The problem with high debts:

“It's sort of a catch-22. The Fed wants the economy to grow rapidly, certainly the Trump administration would like to see growth at 3-4% however, if that were to happen, then interest rates would probably rise and maybe substantially and that interest rate cost on top of that debt would put you right into slow growth. So having this much debt, it really is a very long workout. We've seen this in Japan when their debt got very high in the 1989 peak and they haven't been able to grow out of it yet. Another way we did it was during the Great Depression when people just defaulted and the debt went bad and you wiped it out that way; and then there's been other cases where we tried somewhat in the 2008-2009 period where debts were restructured and rewritten at lower interest rates or some was forgiven but, anyway, it's a difficult situation so I think that people are talking about growth being lower for longer is probably a good bet.”

On interest rates and currency wars:

“We looked at interest rates in the US and we tried to come up with a model to show what drives those rates so we could have some sort of idea where interest rates were going and where fair value was and the number one factor that we found that correlated to rates was core inflation in the US. The second largest factor we found that determines our interest rates were German bond yields, which was very interesting. So, yes, [macro-economics]…is a big factor in that people can shift money from German bonds to US bonds or back and forth in a global marketplace, that's something we have to think about and this is true with trade flows as well. There are very heavy trade flows and we found in the past that sometimes countries will try to take advantage of that by lowering their currencies or raising their currencies and that can create quite a bit of havoc as well so I think currency wars are something that we have to watch for as well as risk managers.”

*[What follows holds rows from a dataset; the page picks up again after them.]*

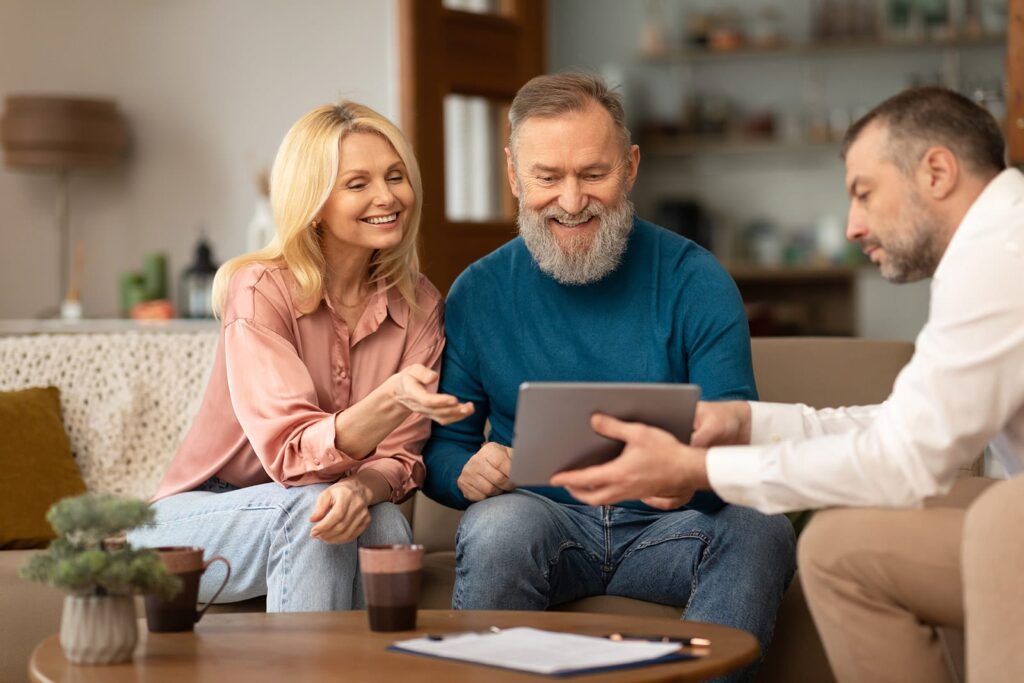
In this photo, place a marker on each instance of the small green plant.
(87, 557)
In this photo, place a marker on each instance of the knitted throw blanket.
(127, 398)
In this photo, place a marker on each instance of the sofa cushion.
(126, 397)
(36, 460)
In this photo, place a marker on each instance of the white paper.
(538, 651)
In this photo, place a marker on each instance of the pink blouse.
(281, 377)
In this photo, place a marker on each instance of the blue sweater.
(668, 313)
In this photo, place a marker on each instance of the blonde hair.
(303, 175)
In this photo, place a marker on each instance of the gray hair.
(554, 94)
(920, 118)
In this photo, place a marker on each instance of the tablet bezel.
(552, 426)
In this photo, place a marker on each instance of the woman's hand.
(410, 390)
(341, 512)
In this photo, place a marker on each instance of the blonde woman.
(324, 384)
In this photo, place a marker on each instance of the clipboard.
(544, 652)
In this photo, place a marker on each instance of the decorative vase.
(98, 629)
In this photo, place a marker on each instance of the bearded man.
(588, 292)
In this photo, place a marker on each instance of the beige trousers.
(880, 582)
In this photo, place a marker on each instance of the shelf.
(752, 272)
(688, 145)
(869, 46)
(100, 326)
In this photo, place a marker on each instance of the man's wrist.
(697, 469)
(747, 423)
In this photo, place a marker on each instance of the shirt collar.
(384, 301)
(1004, 190)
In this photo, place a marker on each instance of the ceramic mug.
(391, 577)
(181, 612)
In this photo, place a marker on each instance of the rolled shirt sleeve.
(398, 457)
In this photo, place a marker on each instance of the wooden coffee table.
(333, 646)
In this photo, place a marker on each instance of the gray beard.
(582, 259)
(914, 252)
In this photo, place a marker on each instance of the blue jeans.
(522, 551)
(263, 531)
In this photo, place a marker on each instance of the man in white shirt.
(930, 197)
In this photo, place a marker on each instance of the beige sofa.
(818, 372)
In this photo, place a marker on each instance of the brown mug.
(181, 612)
(391, 578)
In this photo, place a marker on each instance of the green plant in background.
(89, 558)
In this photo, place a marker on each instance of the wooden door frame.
(446, 51)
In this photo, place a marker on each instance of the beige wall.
(209, 88)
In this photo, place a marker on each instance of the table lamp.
(59, 134)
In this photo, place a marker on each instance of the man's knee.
(767, 541)
(835, 539)
(503, 523)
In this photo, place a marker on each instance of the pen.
(438, 636)
(688, 642)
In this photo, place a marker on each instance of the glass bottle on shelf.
(196, 288)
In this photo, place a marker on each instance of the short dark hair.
(554, 94)
(920, 118)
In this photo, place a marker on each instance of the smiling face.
(368, 209)
(571, 177)
(890, 216)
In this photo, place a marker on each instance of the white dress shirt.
(963, 388)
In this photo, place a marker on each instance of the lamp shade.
(47, 132)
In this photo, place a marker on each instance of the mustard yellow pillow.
(36, 465)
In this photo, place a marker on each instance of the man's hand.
(653, 467)
(486, 473)
(722, 423)
(341, 512)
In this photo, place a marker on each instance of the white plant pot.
(98, 630)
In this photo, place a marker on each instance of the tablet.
(552, 422)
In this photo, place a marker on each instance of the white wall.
(208, 87)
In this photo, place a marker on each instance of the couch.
(128, 396)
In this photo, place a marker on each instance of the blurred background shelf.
(818, 300)
(822, 49)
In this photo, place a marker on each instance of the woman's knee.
(387, 525)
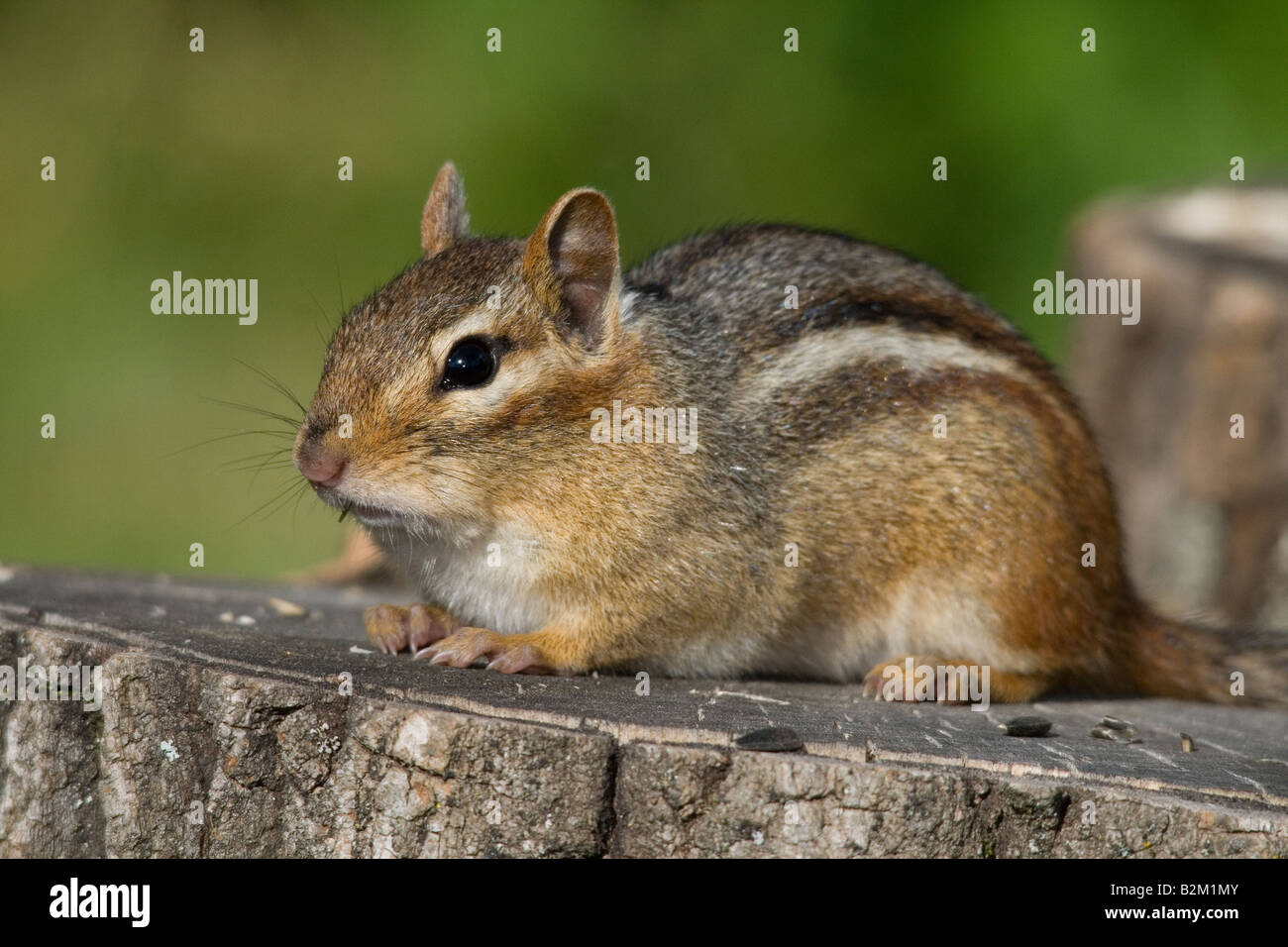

On managing risk in today’s environment:

“One of the things that we have suggested because we see somewhat better valuations overseas—this was certainly true at the beginning of the year—we suggested maybe somewhat less weighting on the US and somewhat more in other countries with better valuations. Another thing you can do is take some of the risk out of your portfolio by buying more value stocks with strong dividend yields. I think cash is a good alternative. I know they say that cash is trash but if you have a bear market it can give you the opportunity to buy stocks at very cheap levels. Finally, in my own dealings, I’m buying put options on the stock market right now where it's like an insurance premium that you can buy to protect yourself on the downside and [the cost of] these are at some of the lowest levels that they've been in in many years—the past 10 years so.”

On the danger of investing based on political beliefs:

“One book I wrote is called Being Right or Making Money and…I remember when Barack Obama was elected people said this should be a disaster for the United States because he's going to take us to socialism and ruin the capitalistic system and, therefore, they told me they are selling all their stocks and getting out of the market and that's the way they thought the world worked and that's the way it should be. Well, I know some other people that are of the left-wing persuasion and the day that Donald Trump was elected they said, in my gut I just know this is a disaster for the country and I want to short the market. People make their own reality. This is the way they see the world. It doesn't mean they're wrong; it's just not a good way to invest in the market. If you go back and look at various times, we've had horrendous bear markets under Democrats and we've had them under Republicans. Politics is just not a good way to approach the market and there are a lot of other things that people do where they look at the world and try to figure it out very rationally and then say that’s the way it should be and, it turns out, that's not the way it is. So, we said in Being Right or Making Money, yes, everybody wants to be right, everybody wants to figure it out but what we're going to do is try to stay in harmony with what is the reality at the time either bull market or bear market.”